A cada pouso no Santos Dumont, o Ivo torcia para que não grudassem os impessoais “fingers” na orelha do avião. Preferia caminhar pela pista sentindo o cheiro do mar fundido ao querosene, e olhar pela enésima vez o Pão de Açúcar ali ao lado. Era seu “check in” na cidade. Forasteiros no Rio como eu, no entanto, não desistem de “ver” insistentemente todos os movimentos artísticos, sociais e políticos grudados em suas calçadas, impregnados nos antigos casarões e concebidos pelos botequins. O Ivo gostava da noite. Com ele e Murilo me tornei até um tanto conhecido nas esperas de uma mesa no Guimas, onde estraçalhávamos filosofias. Para mim, é este o Rio além das ondas criadas por Burle Marx para as calçadas de Copacabana e o Leme.

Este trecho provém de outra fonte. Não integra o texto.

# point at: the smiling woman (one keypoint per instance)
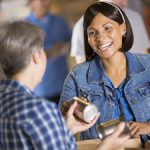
(111, 78)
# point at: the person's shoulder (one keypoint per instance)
(36, 104)
(144, 59)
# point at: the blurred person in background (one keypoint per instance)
(57, 37)
(141, 40)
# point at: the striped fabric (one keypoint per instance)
(28, 122)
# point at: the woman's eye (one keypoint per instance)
(108, 28)
(91, 33)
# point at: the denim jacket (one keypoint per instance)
(88, 80)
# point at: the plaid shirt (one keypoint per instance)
(29, 122)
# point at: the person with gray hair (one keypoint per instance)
(26, 120)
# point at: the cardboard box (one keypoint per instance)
(132, 144)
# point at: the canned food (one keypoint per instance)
(85, 110)
(107, 128)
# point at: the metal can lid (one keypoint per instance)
(89, 113)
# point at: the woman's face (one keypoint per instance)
(105, 36)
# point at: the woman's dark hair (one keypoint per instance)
(113, 12)
(18, 40)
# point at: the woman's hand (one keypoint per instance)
(75, 124)
(137, 128)
(115, 140)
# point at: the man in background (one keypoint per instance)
(57, 36)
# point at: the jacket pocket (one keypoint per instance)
(144, 89)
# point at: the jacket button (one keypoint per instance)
(133, 101)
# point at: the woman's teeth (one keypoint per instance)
(104, 46)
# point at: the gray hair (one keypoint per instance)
(18, 40)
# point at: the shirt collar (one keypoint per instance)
(15, 85)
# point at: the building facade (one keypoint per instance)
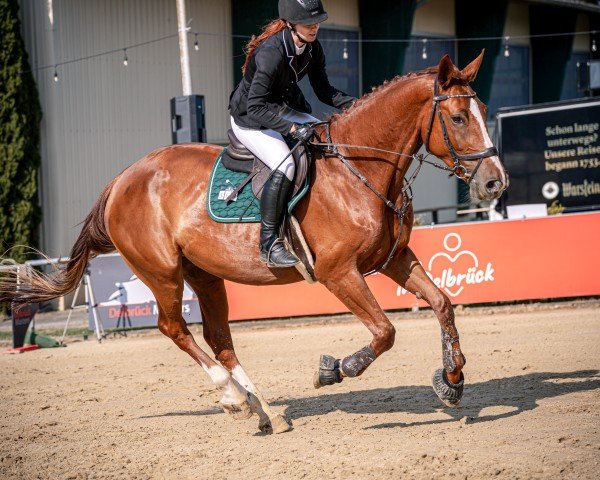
(101, 115)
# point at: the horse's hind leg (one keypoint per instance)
(215, 323)
(349, 286)
(164, 277)
(406, 270)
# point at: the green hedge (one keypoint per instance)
(20, 116)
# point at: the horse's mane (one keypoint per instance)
(380, 89)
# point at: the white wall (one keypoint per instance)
(102, 116)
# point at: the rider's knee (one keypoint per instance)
(288, 168)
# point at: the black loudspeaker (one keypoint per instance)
(187, 119)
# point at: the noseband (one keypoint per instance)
(459, 170)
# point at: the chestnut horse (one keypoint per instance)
(154, 213)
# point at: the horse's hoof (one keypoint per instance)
(241, 411)
(449, 393)
(328, 373)
(276, 424)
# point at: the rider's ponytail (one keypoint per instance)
(269, 30)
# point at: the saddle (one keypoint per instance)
(238, 158)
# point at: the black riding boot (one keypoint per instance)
(272, 206)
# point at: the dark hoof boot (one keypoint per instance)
(449, 393)
(328, 373)
(278, 256)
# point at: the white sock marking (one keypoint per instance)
(221, 378)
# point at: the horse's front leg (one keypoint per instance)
(408, 272)
(349, 286)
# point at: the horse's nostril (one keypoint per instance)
(493, 186)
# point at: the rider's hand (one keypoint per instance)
(301, 132)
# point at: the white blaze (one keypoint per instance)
(474, 107)
(221, 378)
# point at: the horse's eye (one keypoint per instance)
(458, 119)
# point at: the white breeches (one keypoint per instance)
(269, 145)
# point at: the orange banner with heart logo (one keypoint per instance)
(551, 257)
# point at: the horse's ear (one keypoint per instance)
(446, 70)
(470, 71)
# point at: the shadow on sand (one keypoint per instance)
(518, 393)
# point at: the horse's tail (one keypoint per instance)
(26, 285)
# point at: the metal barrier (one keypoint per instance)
(460, 208)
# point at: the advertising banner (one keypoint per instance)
(552, 257)
(123, 300)
(21, 319)
(552, 153)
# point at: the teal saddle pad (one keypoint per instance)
(246, 207)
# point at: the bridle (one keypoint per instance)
(331, 148)
(459, 170)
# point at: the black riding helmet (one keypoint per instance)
(305, 12)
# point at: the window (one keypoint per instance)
(435, 48)
(569, 89)
(510, 86)
(343, 72)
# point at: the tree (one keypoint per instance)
(20, 116)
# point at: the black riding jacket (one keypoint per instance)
(271, 80)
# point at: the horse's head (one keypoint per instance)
(455, 131)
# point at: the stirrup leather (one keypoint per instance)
(266, 257)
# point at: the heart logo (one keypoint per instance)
(456, 269)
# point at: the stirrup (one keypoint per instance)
(266, 257)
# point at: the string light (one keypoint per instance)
(506, 53)
(506, 50)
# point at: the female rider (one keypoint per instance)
(268, 106)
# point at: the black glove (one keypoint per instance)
(302, 133)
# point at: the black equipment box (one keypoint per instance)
(187, 119)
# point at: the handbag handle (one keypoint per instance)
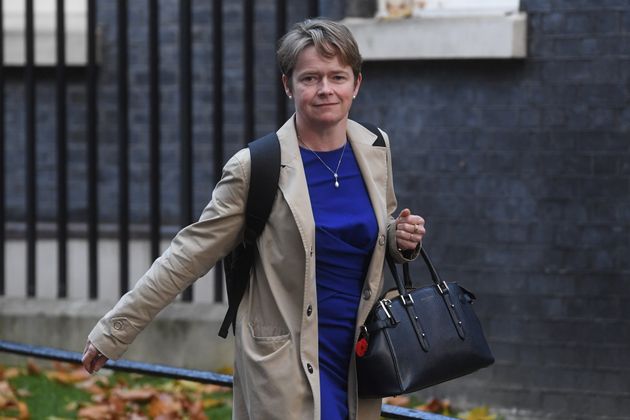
(407, 284)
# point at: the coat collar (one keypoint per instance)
(372, 161)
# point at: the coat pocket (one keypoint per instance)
(267, 340)
(269, 374)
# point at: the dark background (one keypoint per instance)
(520, 167)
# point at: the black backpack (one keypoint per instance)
(263, 186)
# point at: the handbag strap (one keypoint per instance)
(435, 277)
(441, 286)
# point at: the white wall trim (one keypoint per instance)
(449, 36)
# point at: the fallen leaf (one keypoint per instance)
(212, 402)
(23, 393)
(138, 394)
(11, 373)
(195, 411)
(71, 406)
(23, 410)
(164, 405)
(32, 368)
(95, 412)
(68, 377)
(6, 391)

O responsável pelo contraponto de toda essa melodia improvisada é outro grande amigo, o Túlio. O cara é mergulhado em densa informação histórica, tem olhos afiados para qualquer traço arquitetônico e, salvo engano, retém o catálogo de todas as plantas do planeta na memória. Com seu contagiante e finíssimo humor, conhecedor de particularidades e descobridor de ângulos inéditos das paisagens cariocas, já me conduziu por museus, bibliotecas, restaurantes, jardins e lugares históricos dessa cidade que não poderia ter outro codinome senão “maravilhosa”.
Sorte a minha ter conhecido o Rio pela mão desses dois malucos. E voltar com aquele deslumbre interiorano.